Dil nedir?
İnsan varoluşunun ana koşulu olduğunu söyleyerek küçük bir tanımlamayla başlayalım. Augustinus’un “Dil nedir peki? Kimse bana sormayınca, biliyorum. Birine açıklamaya kalkınca da, bilmiyorum,” sözleri aslında zaman için söylense de Nermi Uygur, bu sözlerin dil için de geçerliliğini koruduğunu söyler. Nerede insan varsa orada dil vardır ona göre ve aslında dil bir soyutlamadır.
“Örneğin; çiçeklerin dili, renklerin dili veya matematik dili vardır. Bunlar özel durumlarda başvurduğumuz dillerdir ve hepsi anadilimizin içerisindedir. Çünkü anadil temel dilimizdir.”
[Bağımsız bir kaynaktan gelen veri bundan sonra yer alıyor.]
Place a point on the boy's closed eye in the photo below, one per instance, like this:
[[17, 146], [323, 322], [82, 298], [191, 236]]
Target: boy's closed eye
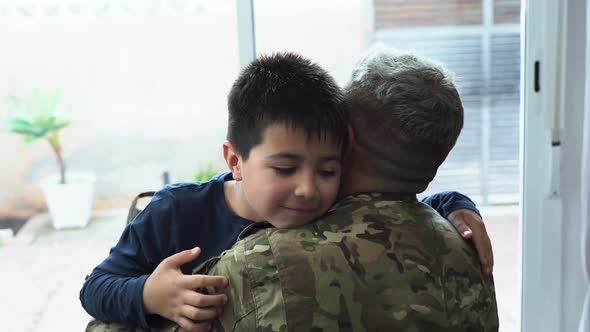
[[284, 170]]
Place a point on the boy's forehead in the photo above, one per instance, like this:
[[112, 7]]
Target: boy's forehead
[[286, 129]]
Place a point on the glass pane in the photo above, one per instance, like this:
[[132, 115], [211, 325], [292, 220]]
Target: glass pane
[[147, 84], [506, 11], [401, 13]]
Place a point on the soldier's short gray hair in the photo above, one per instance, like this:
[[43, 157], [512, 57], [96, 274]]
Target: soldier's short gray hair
[[418, 92]]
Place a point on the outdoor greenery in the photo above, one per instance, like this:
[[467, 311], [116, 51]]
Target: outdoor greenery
[[39, 116]]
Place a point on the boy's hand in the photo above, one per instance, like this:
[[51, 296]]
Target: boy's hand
[[470, 225], [172, 295]]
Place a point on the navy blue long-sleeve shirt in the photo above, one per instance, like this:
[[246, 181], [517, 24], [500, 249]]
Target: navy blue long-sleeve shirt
[[179, 217]]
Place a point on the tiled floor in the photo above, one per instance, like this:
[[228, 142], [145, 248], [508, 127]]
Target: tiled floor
[[42, 271]]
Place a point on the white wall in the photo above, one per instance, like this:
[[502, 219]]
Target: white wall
[[571, 265]]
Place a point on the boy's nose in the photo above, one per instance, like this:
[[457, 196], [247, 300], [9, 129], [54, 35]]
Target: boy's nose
[[306, 187]]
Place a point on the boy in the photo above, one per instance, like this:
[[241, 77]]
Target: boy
[[287, 129]]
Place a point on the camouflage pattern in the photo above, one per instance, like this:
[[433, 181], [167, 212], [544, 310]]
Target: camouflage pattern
[[98, 326], [375, 263]]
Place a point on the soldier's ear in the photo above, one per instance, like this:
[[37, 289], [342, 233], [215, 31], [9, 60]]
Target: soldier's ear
[[233, 160], [349, 147]]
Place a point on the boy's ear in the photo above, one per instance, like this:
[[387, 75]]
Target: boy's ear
[[233, 160]]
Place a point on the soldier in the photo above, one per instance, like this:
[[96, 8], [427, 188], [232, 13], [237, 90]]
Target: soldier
[[381, 260]]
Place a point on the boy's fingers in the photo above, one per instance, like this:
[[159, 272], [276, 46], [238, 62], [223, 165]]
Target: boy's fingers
[[457, 219], [196, 281], [470, 225], [486, 256], [182, 257], [190, 326], [204, 300], [199, 314], [482, 244]]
Alınyazısıdır insanın anadili… Onunla büyür onunla beslenir. Nermi Uygur, Robinson Crusoe örneğine değinir tam da burada. Her şeyini sular götürüp teknesi parçalanınca dostları, çevresi ötelerde kalınca hep, anadilinden dolayı birçok şeye yakındı oysa. Anadili olmasaydı tutunabilir miydi Robinson adasında?
Dilin gücü yadsınamaz bir gerçek. Dil, en büyük yardımcımızdır, der Nermi Uygur bilgi adına belirlediğimiz her şeyi dille başarırız. Anlatıldığına göre, Konfüçyus’a sormuşlar: “Bir ulusun tüm yönetimi sana bırakılsaydı ilkin ne yapardın?” O da şöyle cevap vermiş: “İlkin dili düzeltirim.”
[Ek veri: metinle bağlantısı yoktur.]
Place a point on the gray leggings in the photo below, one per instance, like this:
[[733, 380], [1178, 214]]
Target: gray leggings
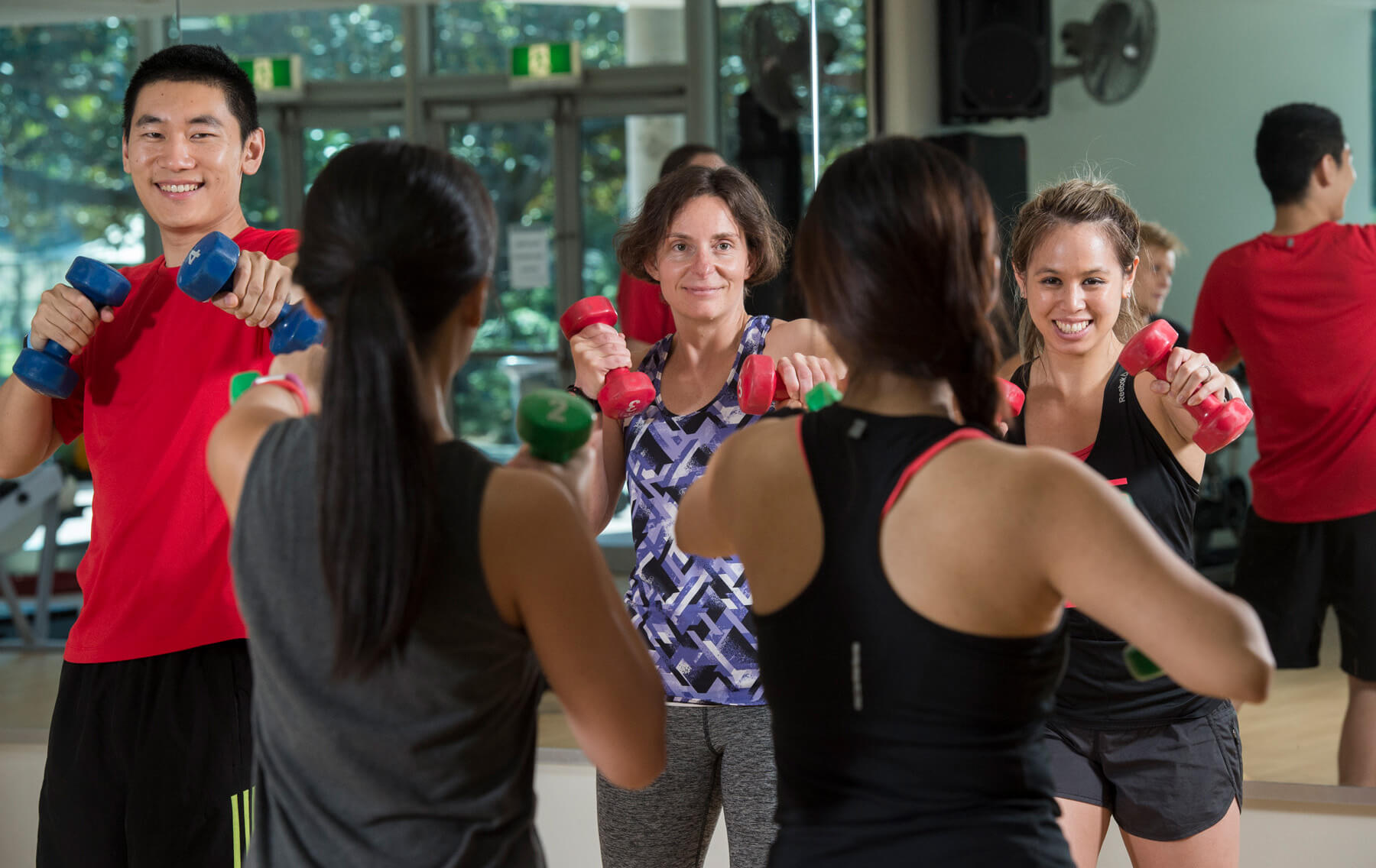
[[719, 757]]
Varoluşun kesinliği, varoluştaki büyük güç… Ve sözler, sözcükler… Geleceğe ilişkin çeşitlilik öyle ki sormak, değerlendirmek, eleştirmek… Hepsi konuşma dediğimiz olaydan türeme. Elde var konuştukça dışına doğru taşan bir insan…

“Kendimizden saklasak bile konuşacak, söyleşecek bir tanıdık aramaya çıkmışızdır. Bazımız aradığını bulamayınca kendi kendisine konuşur. Kimimizde bakarsınız, salt “Bir orta şekerli” diyebilmek için tıklım tıklım dolu bir kahveye gider.”
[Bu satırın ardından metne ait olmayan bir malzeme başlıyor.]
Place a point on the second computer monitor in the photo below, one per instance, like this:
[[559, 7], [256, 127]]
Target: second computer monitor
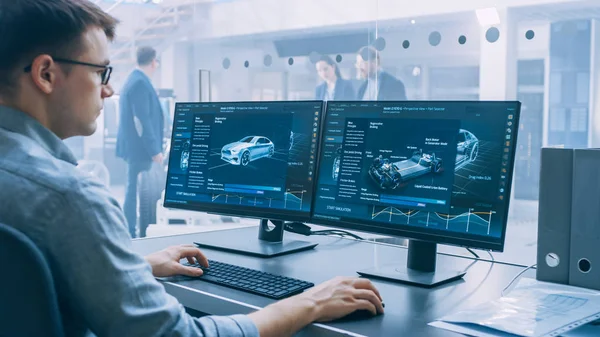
[[432, 171]]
Söküp atamayacaklarımız arasına girer böylece konuşmak. Bilcümle ihtiyacımız olan şey. Adeta dille tutunur kendine insan. Anlamlı yahut anlamsız fark etmeksizin…
“Tek tek sözcükler anlamlı ya da anlamsız olmalarını ancak dil içindeki varoluşlarına borçludurlar.(…) Rastgele de dizseniz sözcükleri yan yana da, çok kez anlamlı bütünler yarattığınızı görüp şaşarsınız.(…) Çok işte olduğu gibi anlamlıyla anlamsızın efendisi de insanın kendinden başka bir şey değildir.”
İnsanları birbirine bağlayan konuşulan dildir, insanla insanı bir arada tutan… Bakınız Babil Kulesi hikâyesine… Tevrat’a göre bir zamanlar yeryüzünün bütün insanları birlik içindeydi ve tek bir dili konuşuyorlardı. Bu insanlar günün birinde tepesi göğe varan bir kule yapalım dediklerinde, Tanrı onları denetlemek için ne yaptıklarını görür ve onlara ders vermek adına dillerini karıştırır, birbirlerini anlamazlar ve böylece Babil Kulesi’nin yapımı insanların birbirlerini anlayamadıkları için durur. Yani dildeki ayrılık her zaman savaş ortamı  yaratmayacağı gibi, dil birliği de her zaman insanlara barış ortamı yaratmaz diyebiliriz.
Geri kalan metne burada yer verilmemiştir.